For open-source models, we recommend setting tokenizer.chat_template=default, data.prompt_file=null and data.system_prompt_file=null to allow them to use their native chat templates.

Run the Evaluation Script#

We will use the run_eval.py script to run an evaluation using a model directly from the HuggingFace Hub or from a local path that is already in HuggingFace format.

Note that the evaluation script only supports the HuggingFace format model. If you haven’t converted your DCP format model, you should back to Convert DCP to HF and follow the guide to convert your model.

# Run evaluation script with default config (examples/configs/evals/eval.yaml)
uv run python examples/run_eval.py

# Run evaluation script with converted model
uv run python examples/run_eval.py generation.model_name=$PWD/results/grpo/hf

# Run evaluation script with Qwen3 model under thinking mode
uv run python examples/run_eval.py \
    generation.model_name=Qwen/Qwen3-8B \
    generation.temperature=0.6 \
    generation.top_p=0.95 \
    generation.top_k=20 \
    generation.vllm_cfg.max_model_len=38912 \
    tokenizer.chat_template_kwargs.enable_thinking=true \
    data.prompt_file=examples/prompts/cot.txt

# Run evaluation script with custom config file
uv run python examples/run_eval.py --config path/to/custom_config.yaml

# Run evaluation script on one of the supported benchmarks (e.g., GPQA)
uv run python examples/run_eval.py --config examples/configs/evals/gpqa_eval.yaml

# Run evaluation script with a local dataset that is prefetched as a csv file.
uv run python examples/run_eval.py --config examples/configs/evals/local_eval.yaml

# Override specific config values via command line
# Example: Evaluation of DeepScaleR-1.5B-Preview on MATH-500 using 8 GPUs
#          Pass@1 accuracy averaged over 16 samples for each problem
uv run python examples/run_eval.py \
    --config examples/configs/evals/math_eval.yaml \
    generation.model_name=agentica-org/DeepScaleR-1.5B-Preview \
    generation.temperature=0.6 \
    generation.top_p=0.95 \
    generation.vllm_cfg.max_model_len=32768 \
    data.dataset_name=math500 \
    eval.num_tests_per_prompt=16 \
    cluster.gpus_per_node=8

Note: Evaluation results may vary slightly due to various factors, such as sampling parameters, random seed, inference engine version, and inference engine settings.
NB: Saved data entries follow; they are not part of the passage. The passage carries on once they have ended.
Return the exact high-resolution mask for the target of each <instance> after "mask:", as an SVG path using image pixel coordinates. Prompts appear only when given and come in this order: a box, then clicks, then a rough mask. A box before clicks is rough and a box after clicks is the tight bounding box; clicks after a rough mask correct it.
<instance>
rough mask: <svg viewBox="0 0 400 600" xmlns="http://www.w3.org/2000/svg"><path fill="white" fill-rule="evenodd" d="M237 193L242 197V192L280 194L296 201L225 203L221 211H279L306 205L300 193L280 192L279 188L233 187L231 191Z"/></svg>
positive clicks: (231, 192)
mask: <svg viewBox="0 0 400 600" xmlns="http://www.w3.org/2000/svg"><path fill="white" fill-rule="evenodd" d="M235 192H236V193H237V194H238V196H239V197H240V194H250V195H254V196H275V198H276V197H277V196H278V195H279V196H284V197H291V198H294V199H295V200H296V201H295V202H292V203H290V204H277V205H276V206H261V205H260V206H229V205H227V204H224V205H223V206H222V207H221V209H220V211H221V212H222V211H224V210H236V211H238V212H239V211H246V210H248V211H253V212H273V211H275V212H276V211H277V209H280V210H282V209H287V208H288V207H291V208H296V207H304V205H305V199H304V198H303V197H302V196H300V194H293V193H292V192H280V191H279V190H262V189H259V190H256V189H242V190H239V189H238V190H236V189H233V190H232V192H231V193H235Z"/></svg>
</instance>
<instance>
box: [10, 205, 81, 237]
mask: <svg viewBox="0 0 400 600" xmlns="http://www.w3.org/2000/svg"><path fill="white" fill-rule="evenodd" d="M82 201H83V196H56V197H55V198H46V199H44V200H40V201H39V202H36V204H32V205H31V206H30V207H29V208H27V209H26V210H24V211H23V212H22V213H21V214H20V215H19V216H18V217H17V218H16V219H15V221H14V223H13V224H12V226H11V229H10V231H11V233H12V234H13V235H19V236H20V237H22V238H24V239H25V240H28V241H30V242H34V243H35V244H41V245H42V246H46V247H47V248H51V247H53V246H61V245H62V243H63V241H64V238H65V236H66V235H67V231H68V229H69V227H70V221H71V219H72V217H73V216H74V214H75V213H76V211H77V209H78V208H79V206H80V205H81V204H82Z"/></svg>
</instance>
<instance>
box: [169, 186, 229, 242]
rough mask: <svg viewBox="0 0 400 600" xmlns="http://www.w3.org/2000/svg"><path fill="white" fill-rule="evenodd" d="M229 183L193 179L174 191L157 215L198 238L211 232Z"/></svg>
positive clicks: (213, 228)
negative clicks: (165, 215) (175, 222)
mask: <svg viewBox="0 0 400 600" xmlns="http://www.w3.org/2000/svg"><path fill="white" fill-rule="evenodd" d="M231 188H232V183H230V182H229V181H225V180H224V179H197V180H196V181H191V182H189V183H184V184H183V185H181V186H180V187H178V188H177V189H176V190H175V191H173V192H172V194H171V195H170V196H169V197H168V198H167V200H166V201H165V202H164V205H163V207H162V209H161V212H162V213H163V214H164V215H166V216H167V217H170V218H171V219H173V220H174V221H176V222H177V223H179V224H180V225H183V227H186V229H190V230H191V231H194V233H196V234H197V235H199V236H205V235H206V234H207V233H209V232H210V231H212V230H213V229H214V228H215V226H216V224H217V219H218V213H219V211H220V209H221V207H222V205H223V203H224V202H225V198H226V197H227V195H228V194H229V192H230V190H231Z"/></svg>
Example Evaluation Output#

When you complete the evaluation, you will receive a summary similar to the following.

============================================================
model_name='Qwen2.5-Math-1.5B-Instruct' dataset_name='aime2024'
max_new_tokens=2048 temperature=0.0 top_p=1.0 top_k=-1 seed=42

metric=pass@1 num_tests_per_prompt=1

score=0.1000 (3.0/30)
============================================================

List of currently supported benchmarks#

AIME-2024 and AIME-2025: the corresponding data.dataset_name are "aime2024" and "aime2025".
GPQA and GPQA-diamond: the corresponding data.dataset_name are "gpqa" and "gpqa_diamond".
MATH and MATH-500: the corresponding data.dataset_name are "math" and "math500".
MMLU: this also includes MMMLU (Multilingual MMLU), a total of 14 languages. When data.dataset_name is set to mmlu, the English version is used. If one wants to run evaluation on another language, data.dataset_name should be set to mmlu_{language} where language is one of following 14 values, ["AR-XY", "BN-BD", "DE-DE", "ES-LA", "FR-FR", "HI-IN", "ID-ID", "IT-IT", "JA-JP", "KO-KR", "PT-BR", "ZH-CN", "SW-KE", "YO-NG"].
MMLU-Pro: the corresponding data.dataset_name is "mmlu_pro".

More details can be found in load_eval_dataset.